Proposed algorithm for emergency coagulation assessment using the Hemochron™ Signature Elite point-of-care test system (POCT) for rapid decision making in patients treated with direct oral anticoagulants (DOAC). Ideal assay- and DOAC-specific cut-offs are provided for the 30/50 ng/mL thresholds. ICH = intracranial hemorrhage; HC-INR and HC-ACT+ = Hemochron™ Signature Elite point-of-care test system-based international normalized ratio and activated clotting time

Strengths and limitations

All coagulation testing was conducted using real-life patient samples and edoxaban plasma concentrations around the 30 and 50 ng/mL treatment thresholds are well represented in the dataset, which supports the validity of the presented study. Only few data points were lost to analysis. The aim of the study was to evaluate the ability of HC-POCT-based coagulation assays to exclude clinically relevant edoxaban plasma concentrations in the emergency situation.

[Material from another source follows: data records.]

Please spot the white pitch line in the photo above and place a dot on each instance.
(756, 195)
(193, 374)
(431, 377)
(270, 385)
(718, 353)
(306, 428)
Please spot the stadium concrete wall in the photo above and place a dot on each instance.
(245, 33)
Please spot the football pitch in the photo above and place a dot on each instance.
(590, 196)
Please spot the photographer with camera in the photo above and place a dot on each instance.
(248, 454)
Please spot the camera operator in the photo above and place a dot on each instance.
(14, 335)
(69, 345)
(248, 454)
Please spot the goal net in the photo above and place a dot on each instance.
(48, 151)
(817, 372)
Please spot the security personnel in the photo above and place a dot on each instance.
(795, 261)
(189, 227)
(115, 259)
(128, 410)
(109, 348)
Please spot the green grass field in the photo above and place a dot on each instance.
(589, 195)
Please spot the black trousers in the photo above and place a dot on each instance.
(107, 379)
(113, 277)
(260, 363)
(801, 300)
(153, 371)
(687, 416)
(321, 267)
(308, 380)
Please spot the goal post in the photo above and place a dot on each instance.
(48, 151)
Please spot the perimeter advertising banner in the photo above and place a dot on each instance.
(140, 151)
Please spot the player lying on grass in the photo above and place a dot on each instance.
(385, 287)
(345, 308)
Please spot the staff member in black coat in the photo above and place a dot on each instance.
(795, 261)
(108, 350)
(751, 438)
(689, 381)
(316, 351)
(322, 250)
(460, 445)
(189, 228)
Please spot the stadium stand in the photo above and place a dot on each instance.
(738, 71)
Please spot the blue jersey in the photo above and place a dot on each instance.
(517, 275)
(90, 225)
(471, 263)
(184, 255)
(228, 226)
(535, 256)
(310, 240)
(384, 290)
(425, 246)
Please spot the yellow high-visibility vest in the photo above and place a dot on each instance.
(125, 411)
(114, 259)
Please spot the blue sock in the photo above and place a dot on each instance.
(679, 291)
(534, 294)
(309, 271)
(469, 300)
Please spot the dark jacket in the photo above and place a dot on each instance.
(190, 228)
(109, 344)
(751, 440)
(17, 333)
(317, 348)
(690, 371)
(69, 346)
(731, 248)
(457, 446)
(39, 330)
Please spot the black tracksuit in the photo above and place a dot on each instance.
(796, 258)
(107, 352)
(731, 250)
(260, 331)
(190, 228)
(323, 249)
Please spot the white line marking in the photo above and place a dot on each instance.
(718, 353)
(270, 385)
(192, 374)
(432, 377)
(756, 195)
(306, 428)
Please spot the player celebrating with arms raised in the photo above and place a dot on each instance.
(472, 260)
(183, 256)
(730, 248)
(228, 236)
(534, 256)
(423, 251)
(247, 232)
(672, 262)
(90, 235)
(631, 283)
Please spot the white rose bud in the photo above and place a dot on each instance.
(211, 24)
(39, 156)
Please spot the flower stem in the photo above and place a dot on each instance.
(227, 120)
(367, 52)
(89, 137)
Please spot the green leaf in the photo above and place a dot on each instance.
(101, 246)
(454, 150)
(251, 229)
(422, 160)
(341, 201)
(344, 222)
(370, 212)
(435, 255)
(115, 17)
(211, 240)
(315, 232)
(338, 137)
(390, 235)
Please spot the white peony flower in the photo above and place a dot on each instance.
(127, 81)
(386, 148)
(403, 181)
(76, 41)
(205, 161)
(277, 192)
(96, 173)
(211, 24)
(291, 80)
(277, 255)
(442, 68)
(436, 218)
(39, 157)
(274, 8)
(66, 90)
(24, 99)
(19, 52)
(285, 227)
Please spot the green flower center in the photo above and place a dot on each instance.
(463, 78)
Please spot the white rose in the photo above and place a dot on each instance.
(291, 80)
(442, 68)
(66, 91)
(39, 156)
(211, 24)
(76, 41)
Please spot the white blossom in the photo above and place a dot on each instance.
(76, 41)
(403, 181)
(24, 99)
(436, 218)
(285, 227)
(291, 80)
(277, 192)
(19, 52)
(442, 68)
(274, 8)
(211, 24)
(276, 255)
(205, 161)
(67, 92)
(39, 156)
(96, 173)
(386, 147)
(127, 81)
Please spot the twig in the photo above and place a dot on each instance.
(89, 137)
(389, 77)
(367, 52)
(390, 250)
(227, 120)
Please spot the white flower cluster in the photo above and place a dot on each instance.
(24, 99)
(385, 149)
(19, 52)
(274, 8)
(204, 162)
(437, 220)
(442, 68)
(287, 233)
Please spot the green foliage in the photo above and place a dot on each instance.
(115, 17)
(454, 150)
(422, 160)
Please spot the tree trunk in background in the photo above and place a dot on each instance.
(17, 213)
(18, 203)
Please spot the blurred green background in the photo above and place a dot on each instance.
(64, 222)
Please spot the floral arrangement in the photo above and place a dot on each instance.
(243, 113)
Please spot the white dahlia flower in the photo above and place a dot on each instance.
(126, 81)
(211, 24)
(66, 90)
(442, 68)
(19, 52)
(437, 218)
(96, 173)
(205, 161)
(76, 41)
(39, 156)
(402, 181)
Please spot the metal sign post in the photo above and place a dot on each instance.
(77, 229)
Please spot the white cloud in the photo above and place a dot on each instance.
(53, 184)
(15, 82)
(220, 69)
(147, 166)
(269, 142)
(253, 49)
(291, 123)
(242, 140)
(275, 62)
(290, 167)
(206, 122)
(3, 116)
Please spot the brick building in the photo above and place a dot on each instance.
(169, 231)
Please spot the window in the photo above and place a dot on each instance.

The samples we analyzed were, however, taken sequentially from only 20 patients in a non-emergency setting. This was done for reasons of feasibility and in order to be able to obtain and analyze a wide range of low edoxaban plasma concentrations.

Sensitivity of HC-POCT is limited. Higher diagnostic accuracy may be achieved by using calibrated anti-Xa activity (see Figs. 1, 2, and 3, and Table 2). Relying solely on laboratory-based testing, however, may critically impede or even prevent thrombolysis if the time window is exceeded, and sole suspicion of DOAC intake may lead to unnecessary and potentially harmful reversal therapy in up to 27% of patients without relevant DOAC plasma levels at the time of emergency admission [20].

In this study we tested around two edoxaban thresholds, which have been endorsed by authors of clinical guidelines [5, 12, 13]. These thresholds are, however, still not supported by prospective clinical data.

The ideal assay-specific cut-offs suggested in this manuscript were established retrospectively and warrant prospective clinical evaluation. Also, they are not transferable to other prothrombin time/INR- or ACT-based POCT devices or laboratory-based assays, as different reagents are used [8,9,10,11].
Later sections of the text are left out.